We plan to conduct a comprehensive database search, including Embase, Epub Ahead of Print, In-Process & Other Non-Indexed Citations, MEDLINE Daily, MEDLINE, Cochrane Central Registrar of Controlled Trials, Ovid Cochrane Database of Systematic Reviews, and Scopus from database inception to the present. We have developed a preliminary database search strategy (Appendix A) and found that these databases can adequately identify the relevant literature. We will use relevant systematic reviews and meta-analysis to identify additional existing and new literature. We will also search U.S. Food and Drug Administration (FDA), ClinicalTrials.gov, Health Canada, U.K. Medicines and Healthcare Products Regulatory Agency (MHRA), conference proceedings, patient advocate group websites, and medical society websites. Reference mining of relevant publications will be conducted. The search strategy will be peer-reviewed by an independent information specialist. An experienced librarian will conduct the search. All citations identified through the process will be imported to a reference management system (EndNote® Version X9; Thomson Reuters, Philadelphia, PA). In addition, a Supplemental Evidence and Data for Systematic Reviews (SEADS) portal will be available to collect additional study-specific information from industry stakeholders, professional societies, and researchers. A Federal Register Notice will be posted for this review.

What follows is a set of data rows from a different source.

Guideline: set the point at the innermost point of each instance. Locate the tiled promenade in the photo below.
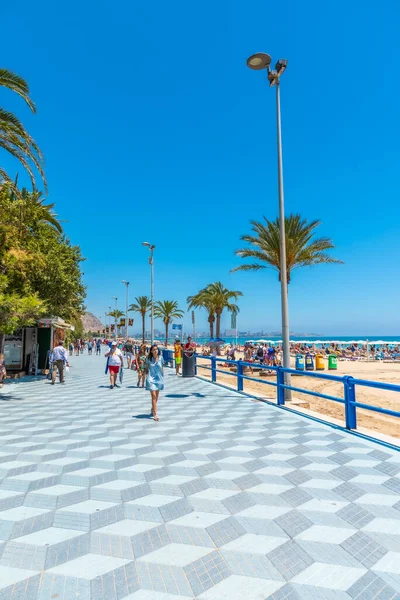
(223, 498)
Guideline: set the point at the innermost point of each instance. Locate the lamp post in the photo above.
(151, 262)
(258, 62)
(115, 318)
(126, 308)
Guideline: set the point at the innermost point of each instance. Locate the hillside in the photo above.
(91, 322)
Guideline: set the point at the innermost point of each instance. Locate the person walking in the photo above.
(155, 378)
(177, 355)
(115, 362)
(129, 352)
(3, 372)
(59, 358)
(141, 364)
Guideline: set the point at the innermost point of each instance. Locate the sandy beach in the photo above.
(373, 371)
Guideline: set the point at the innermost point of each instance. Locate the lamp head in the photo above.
(259, 61)
(281, 66)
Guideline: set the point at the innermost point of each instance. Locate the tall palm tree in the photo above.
(142, 305)
(167, 310)
(302, 248)
(221, 298)
(116, 314)
(33, 203)
(215, 298)
(13, 136)
(202, 300)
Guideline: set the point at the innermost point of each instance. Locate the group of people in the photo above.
(149, 365)
(80, 345)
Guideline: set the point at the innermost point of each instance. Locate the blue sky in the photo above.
(153, 128)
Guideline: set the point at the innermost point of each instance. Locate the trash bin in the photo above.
(332, 362)
(309, 363)
(319, 363)
(188, 364)
(299, 362)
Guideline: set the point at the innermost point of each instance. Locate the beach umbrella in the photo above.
(215, 342)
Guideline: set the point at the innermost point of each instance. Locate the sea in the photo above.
(318, 341)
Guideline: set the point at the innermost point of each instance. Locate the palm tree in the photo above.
(142, 305)
(117, 314)
(215, 298)
(221, 298)
(167, 310)
(33, 203)
(302, 249)
(202, 300)
(13, 136)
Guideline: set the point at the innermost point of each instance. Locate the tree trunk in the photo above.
(218, 325)
(211, 323)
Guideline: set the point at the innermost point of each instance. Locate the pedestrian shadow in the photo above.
(7, 397)
(195, 394)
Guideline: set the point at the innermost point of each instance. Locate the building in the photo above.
(26, 350)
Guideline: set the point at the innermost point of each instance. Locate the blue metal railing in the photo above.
(349, 386)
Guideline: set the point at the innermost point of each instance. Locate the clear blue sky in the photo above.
(154, 129)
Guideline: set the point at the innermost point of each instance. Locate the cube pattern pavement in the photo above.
(224, 497)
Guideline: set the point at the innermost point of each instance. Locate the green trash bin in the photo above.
(332, 362)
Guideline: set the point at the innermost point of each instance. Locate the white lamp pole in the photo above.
(151, 262)
(126, 307)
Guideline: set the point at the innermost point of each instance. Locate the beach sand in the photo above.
(373, 371)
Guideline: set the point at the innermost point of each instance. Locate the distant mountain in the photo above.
(91, 323)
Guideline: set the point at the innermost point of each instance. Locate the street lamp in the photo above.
(115, 315)
(151, 262)
(257, 62)
(126, 308)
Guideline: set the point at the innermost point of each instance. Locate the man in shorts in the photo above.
(115, 362)
(129, 352)
(177, 355)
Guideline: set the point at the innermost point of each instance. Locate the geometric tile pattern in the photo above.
(224, 497)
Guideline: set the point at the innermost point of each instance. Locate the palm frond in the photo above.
(302, 248)
(14, 82)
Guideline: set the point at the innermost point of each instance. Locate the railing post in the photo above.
(213, 369)
(349, 399)
(240, 376)
(280, 391)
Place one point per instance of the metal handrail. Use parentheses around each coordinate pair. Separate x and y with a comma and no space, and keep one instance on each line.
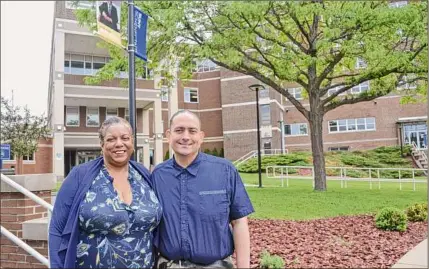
(37,200)
(25,246)
(27,193)
(271,172)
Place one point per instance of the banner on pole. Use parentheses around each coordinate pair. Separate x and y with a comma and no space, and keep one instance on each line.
(140,28)
(109,21)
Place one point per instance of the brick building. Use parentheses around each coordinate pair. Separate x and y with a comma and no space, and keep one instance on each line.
(220,97)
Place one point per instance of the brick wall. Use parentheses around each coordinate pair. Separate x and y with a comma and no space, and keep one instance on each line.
(16,208)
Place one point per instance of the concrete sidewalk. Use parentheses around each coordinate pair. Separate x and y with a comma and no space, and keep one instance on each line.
(415,258)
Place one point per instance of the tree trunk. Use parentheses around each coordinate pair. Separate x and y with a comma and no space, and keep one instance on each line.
(19,166)
(316,134)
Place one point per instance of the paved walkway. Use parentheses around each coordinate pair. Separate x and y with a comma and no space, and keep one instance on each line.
(415,258)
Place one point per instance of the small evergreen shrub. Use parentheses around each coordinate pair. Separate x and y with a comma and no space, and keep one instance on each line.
(271,261)
(391,219)
(417,212)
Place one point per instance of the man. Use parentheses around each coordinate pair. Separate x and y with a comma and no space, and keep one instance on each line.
(201,196)
(109,15)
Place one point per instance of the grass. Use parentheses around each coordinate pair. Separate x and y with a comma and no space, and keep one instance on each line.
(300,202)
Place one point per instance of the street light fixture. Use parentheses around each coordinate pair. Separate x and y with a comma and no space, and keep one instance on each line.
(256,88)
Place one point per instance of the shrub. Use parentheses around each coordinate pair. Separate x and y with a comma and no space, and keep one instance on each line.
(417,212)
(271,261)
(391,219)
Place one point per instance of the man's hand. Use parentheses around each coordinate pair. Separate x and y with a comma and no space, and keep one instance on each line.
(241,236)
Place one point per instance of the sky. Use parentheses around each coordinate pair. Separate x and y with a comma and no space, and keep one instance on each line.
(26,36)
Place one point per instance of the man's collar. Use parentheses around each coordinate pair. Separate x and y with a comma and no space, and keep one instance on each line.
(192,168)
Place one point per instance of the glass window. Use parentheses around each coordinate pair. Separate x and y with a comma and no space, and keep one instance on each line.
(72,116)
(92,117)
(351,125)
(164,94)
(191,95)
(296,129)
(296,93)
(111,112)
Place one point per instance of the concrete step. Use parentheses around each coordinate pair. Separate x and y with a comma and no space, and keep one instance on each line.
(36,229)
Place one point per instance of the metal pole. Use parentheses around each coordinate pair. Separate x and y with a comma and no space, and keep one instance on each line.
(259,137)
(132,75)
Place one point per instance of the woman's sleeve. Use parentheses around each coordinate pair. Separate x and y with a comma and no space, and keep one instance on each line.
(60,216)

For abstract screening, we plan to use a validated Natural Language Processing (NLP) algorithm developed by DistillerSR® (Evidence Partners Incorporated, Ottawa, Canada). Each abstract will be screened by one human reviewer and the NLP technique with constant surveillance of possible misclassified citations for quality control. Consensus for inclusion and conflicts will be advanced for full-text screening. Independent reviewers, working in pairs, will screen the full-text version of eligible references. Discrepancies between the reviewers will be resolved through discussions and consensus. If consensus cannot be reached, a third reviewer will resolve the difference. We will use a web-based systematic review software, DistillerSR (Evidence Partners Incorporated, Ottawa, Canada), to facilitate study selection process.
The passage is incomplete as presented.